Your stolen bank login credentials have a real price on the Black Market. What’s really interesting is that the value of Australian bank login credentials has sky-rocketed and is now an order of magnitude higher than US bank account. What does this tell us?
According to internet security researchers and investigators, illegal trading of digital credentials has become very popular in the black market. The market for this information has even evolved to a point where the seller of the illicit information guarantees buyer’s full satisfaction. Both parties agree to hold the buying money in an escrow account and after both parties are fully satisfied with the deal, the money is released.

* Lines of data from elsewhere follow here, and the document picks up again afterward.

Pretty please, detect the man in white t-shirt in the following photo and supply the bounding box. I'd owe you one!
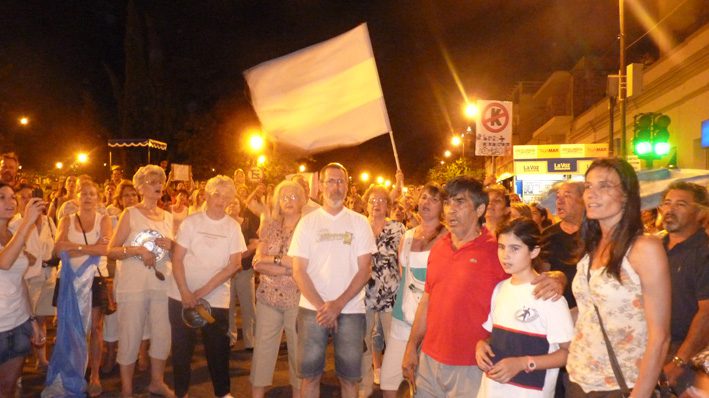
[288,163,377,398]
[167,175,246,397]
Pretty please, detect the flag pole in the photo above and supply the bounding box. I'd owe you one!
[389,130,401,170]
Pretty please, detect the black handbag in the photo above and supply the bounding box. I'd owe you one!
[586,259,677,398]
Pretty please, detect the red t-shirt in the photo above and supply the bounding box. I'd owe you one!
[422,228,509,366]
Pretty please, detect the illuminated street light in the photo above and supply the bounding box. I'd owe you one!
[463,102,480,120]
[249,133,266,152]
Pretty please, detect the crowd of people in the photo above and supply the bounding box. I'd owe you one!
[0,153,709,398]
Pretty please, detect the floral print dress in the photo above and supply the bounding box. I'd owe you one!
[256,221,300,310]
[364,220,406,312]
[566,253,647,392]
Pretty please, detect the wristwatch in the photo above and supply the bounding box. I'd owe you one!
[672,355,687,368]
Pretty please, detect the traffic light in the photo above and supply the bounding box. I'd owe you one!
[633,113,653,159]
[633,113,671,161]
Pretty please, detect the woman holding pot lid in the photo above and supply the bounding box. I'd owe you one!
[108,165,174,397]
[168,175,246,397]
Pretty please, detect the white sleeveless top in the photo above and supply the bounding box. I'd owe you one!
[59,212,108,276]
[0,245,30,332]
[114,207,174,302]
[566,250,647,392]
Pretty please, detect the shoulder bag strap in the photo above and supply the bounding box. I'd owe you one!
[75,213,104,278]
[586,257,630,396]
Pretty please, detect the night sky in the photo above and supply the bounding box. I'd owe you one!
[0,0,652,180]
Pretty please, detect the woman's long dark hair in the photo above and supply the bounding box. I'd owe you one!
[581,158,643,282]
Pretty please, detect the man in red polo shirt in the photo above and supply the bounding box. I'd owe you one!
[402,176,564,398]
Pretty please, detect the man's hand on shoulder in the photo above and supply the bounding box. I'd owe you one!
[532,271,568,301]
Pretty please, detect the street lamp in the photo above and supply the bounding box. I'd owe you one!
[249,133,265,153]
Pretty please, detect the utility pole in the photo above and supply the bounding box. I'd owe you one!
[618,0,628,159]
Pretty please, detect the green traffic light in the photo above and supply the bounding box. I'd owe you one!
[653,142,670,157]
[635,141,652,156]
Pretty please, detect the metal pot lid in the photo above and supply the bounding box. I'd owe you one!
[131,229,167,263]
[182,299,214,329]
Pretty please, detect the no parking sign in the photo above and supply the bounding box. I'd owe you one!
[475,100,512,156]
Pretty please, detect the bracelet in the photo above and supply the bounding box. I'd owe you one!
[672,356,687,368]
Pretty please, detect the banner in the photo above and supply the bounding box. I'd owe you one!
[244,24,391,153]
[475,100,512,156]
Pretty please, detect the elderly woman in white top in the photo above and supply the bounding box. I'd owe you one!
[168,175,246,397]
[108,165,174,397]
[0,182,46,397]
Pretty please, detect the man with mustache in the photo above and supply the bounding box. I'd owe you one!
[401,176,564,398]
[660,181,709,395]
[288,163,377,398]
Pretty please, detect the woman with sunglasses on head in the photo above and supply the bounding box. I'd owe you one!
[361,185,406,396]
[101,180,140,374]
[380,183,446,398]
[250,181,306,398]
[108,165,175,397]
[42,180,112,397]
[0,182,46,397]
[566,159,670,398]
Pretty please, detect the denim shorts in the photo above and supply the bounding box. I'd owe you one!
[297,308,365,382]
[0,319,32,364]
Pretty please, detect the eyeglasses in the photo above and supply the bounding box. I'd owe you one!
[583,181,620,194]
[280,194,298,202]
[325,178,347,186]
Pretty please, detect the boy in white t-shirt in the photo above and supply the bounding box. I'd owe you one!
[476,218,574,398]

The ‘2016 Underground Hacker Marketplace Report’ shows the black market price for bank login credentials is far higher for Australian bank accounts compared with equivalent value US accounts.
Australia has been embracing online banking and Internet commerce far more rapidly than most other countries. If a cyber criminal pays $2,250 for a bank account with $18,000 balance then you can bet he’s very confident to get a return on his investment.
As you would expect price goes up in line with the bank balance. An account with $65,567 will sell for $4,750.
By comparison in the USA the credentials of an equivalent bank account are far lower. A balance of US $15,000 will command a price of between $40 and $500.
It’s not that American banks provide better security than Australian banks, it’s simply that almost every Australian adult banks online and so the opportunities to defeat the banks second security step, the SMS text from the bank or the banking security Fob, are far easier.
The theft of cards, as well as their details, has been on the rise all over the world. A criminal willing to buy a purloined card from the European Union member must be willing to pay $40. For Asian cards, the price has gone up to $50 while in U.S, the price remains lower at between $7 and $30 depending on the card details on the offer.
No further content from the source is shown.